Artistic pacing is a favorite criticism of art critics I read online. Let’s dive into what it means and if it is legitimate.
Too Slow Pacing
This topic is very relevant to me right now. The past two movies I saw have been heavily criticised for being too slowly paced (Moon and Departures).
Two of my favorite albums from this year, Grizzly Bear’s Veckatimist and The Antlers’ Hospice, are very slow-paced. Even I criticized the last book I read on these grounds.
Not to mention, it’s Infinite Summer, and certainly, Infinite Jest has come under this criticism.
But upon reflection, I don’t think there is any good objective way to evaluate pacing.
As I’ve stated in the past, I think there are lots of objective criteria for evaluating and criticizing art:
- Did the person play in tune and in time?
- How original is the work?
- Did the person make a strong statement?
- Are there plot holes?
- Is the writing clear?
But artistic pacing seems to be different somehow.
Is Artistic Pacing Objective?
First off, I thought Departures had perfect pacing.
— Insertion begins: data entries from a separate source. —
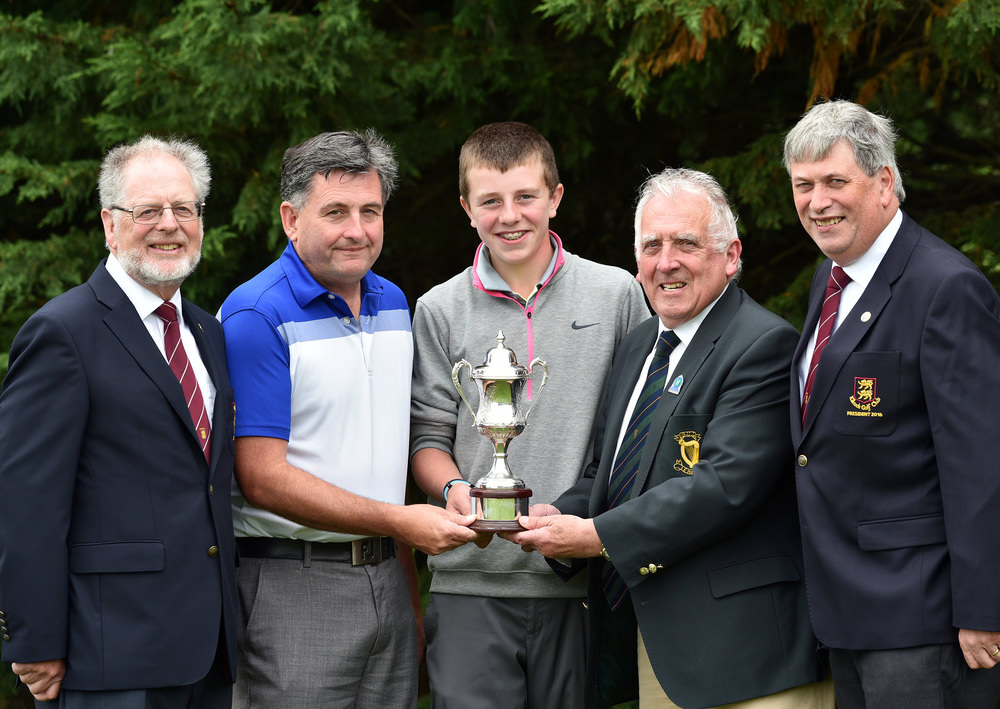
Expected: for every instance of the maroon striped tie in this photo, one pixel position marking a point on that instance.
(827, 319)
(181, 367)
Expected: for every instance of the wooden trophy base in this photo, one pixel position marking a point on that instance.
(518, 498)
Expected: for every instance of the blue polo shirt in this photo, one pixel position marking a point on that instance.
(336, 387)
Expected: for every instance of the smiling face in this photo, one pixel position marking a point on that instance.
(338, 230)
(511, 211)
(840, 207)
(680, 268)
(158, 256)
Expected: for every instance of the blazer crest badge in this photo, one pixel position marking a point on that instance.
(865, 397)
(689, 443)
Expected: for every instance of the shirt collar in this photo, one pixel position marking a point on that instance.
(863, 270)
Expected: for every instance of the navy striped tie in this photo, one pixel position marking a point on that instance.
(181, 367)
(630, 451)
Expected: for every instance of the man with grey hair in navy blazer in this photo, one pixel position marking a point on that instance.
(895, 402)
(117, 559)
(687, 515)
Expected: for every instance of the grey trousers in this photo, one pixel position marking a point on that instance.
(926, 677)
(328, 635)
(505, 653)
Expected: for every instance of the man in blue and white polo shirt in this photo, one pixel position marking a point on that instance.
(320, 354)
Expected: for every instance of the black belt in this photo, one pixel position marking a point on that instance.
(370, 550)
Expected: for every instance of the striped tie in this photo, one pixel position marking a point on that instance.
(630, 451)
(827, 319)
(181, 367)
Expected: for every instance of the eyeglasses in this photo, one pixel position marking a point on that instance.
(151, 213)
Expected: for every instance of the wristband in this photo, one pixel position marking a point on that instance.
(448, 485)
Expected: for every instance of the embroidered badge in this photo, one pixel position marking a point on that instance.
(690, 445)
(865, 397)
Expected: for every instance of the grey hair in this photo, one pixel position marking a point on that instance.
(111, 181)
(872, 138)
(349, 151)
(722, 222)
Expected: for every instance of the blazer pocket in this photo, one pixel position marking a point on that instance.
(901, 533)
(117, 557)
(768, 570)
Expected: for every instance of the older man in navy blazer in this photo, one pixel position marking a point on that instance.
(895, 429)
(117, 562)
(694, 508)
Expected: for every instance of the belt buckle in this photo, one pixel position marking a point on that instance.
(366, 551)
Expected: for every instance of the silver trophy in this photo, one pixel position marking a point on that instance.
(499, 498)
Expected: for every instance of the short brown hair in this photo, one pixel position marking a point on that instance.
(502, 146)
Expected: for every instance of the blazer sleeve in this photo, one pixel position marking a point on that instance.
(960, 375)
(745, 448)
(43, 414)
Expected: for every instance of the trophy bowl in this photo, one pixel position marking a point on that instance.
(499, 498)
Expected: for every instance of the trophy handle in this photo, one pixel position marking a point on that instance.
(458, 385)
(537, 361)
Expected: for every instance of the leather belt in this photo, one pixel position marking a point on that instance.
(360, 552)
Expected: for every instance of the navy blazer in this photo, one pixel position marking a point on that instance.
(710, 553)
(897, 464)
(116, 537)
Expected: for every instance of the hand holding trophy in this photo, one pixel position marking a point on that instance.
(499, 498)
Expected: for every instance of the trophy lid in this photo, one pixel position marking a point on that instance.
(500, 363)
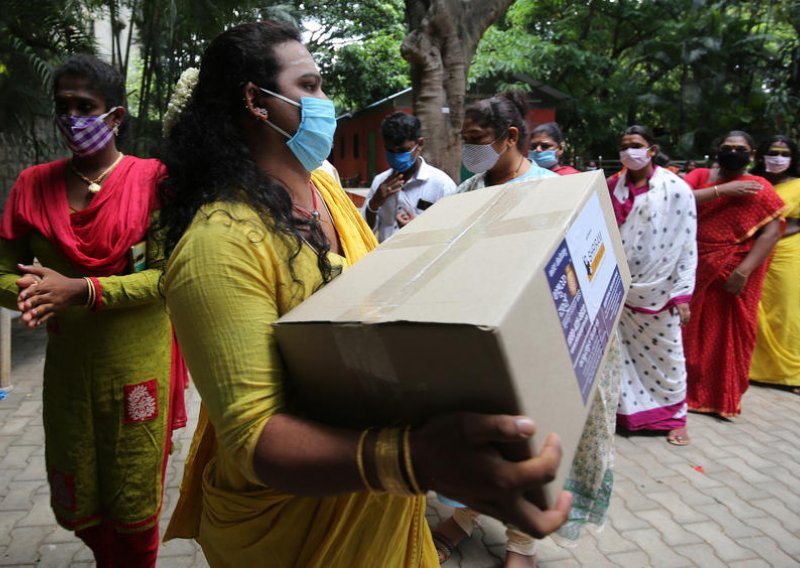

When we say something is too slowly paced, really what is being said is that you were bored or there wasn’t enough action for you.
In other words, things didn’t change quickly enough to keep your interest. Now, worded this way, we see that this really is a fault of the viewer, not the artist.
It seems that any reasonable artist will be aware of pacing and will have chosen the pacing because they feel it fit or is necessary.
David Foster Wallace thought the pacing of Infinite Jest should have been even slower than it was. It wasn’t some accidental misstep or flaw of the artist.
My main guess for the prevalence of this criticism is that our current culture is very much influenced by TV, the internet, and yes, Twitter.
Pacing is such that you get a full dose of entertainment in one quick sitting. Nothing can ever be fast enough. Things are flicking by so fast that I often become disoriented when I see a TV (I haven’t watched TV in any real sense in over a year).
The Viewer’s Patience
So, it is hard to adjust to different pacings of works of art (which must be slower in order to achieve some sort of meaning that is beyond just entertainment).
Sure, someone is bored easily, but that shouldn’t mean that should be used as legitimate grounds for criticism.
Now that being said, the real question I’ve been pondering is just how slow can something be before there is a case to be made.
There is a song on Veckatimist that is quite tedious for me to listen to (and in fact was the immediate cause of this post). It just repeats a little too often and I want to skip to the end.
But the end, when it finally changes, just isn’t as good without the tedious build-up. So in some sense, the slow pacing of the song must have been intentional.
But was there a way around this? A more interesting way to build maybe?
I’m not sure I explained the issue as thoroughly as I would have liked, and it still remains highly unresolved in my mind.
I feel like any pacing criticism can be converted into a reflection on how patient the viewer is combined with some legitimate criticism in some other area.